Ci si innamorava.

Ci si innamorava a scuola. Per lo più di una tua compagna di classe o di una della classe accanto, intravista all’intervallo su e giù per il corridoio.

Ci si innamorava tra occhiali dalle montature pesanti, giacche a vento coloratissime, zaini Invicta e scarponcini Timberland.

Ci si innamorava avvicinandola tra mille titubanze e invitandola al cinema per la domenica pomeriggio seguente. E se diceva di sì camminavi a un metro da terra una settimana per la contentezza.

Ci si innamorava facendo i compiti insieme. E tra una dimostrazione di geometria e una scheda sui Promessi Sposi si parlava di noi.

Ci si innamorava di quella che vedevi all’oratorio la domenica, le poche volte che l’oratorio maschile e quello femminile facevano attività insieme.

Ci si innamorava in vacanza, passeggiando insieme la sera sul lungomare dieci metri dietro ai genitori, con la voglia di prendere la sua mano e il terrore di farlo.
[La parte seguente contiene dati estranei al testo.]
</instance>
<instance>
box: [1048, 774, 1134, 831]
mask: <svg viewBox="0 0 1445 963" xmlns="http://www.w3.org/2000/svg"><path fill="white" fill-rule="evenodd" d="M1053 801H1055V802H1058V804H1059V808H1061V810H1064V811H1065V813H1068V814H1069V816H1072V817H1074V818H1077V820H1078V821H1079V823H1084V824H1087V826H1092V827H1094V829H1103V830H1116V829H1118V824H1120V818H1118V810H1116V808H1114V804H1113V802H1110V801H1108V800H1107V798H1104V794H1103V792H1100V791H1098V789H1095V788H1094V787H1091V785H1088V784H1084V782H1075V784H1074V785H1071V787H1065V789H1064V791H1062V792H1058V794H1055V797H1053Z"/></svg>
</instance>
E ci si scrivevano lettere lunghissime una volta tornati a casa, e si faceva la guardia al postino.

Ci si innamorava incidendole una cassetta da 90 minuti con le sue canzoni preferite e disegnandone a mano la copertina.

Ci si innamorava in montagna con l’oratorio, provocando l’ilarità dei compagni di tenda, e si strimpellava la chitarra per farsi notare da lei.

Ci si innamorava per sentirsi grandi, confusamente intuendo che per diventarlo davvero la strada era ancora molto lunga. E ci si telefonava per mezz’ore intere, per l’incazzatura di mamma e papà.

Ci si innamorava nei pomeriggi d’inverno, passeggiando per la città mentre il cielo si faceva scuro, e il freddo era una scusa per stare abbracciati.

Ci si innamorava rubando uno sguardo in palestra, durante l’ora di educazione fisica. O in biblioteca, lavorando svogliatamente a una ricerca di scuola da consegnare improrogabilmente l’indomani.

Ci si innamorava pensandola chiusi nella nostra cameretta, aspettando il prossimo bacio.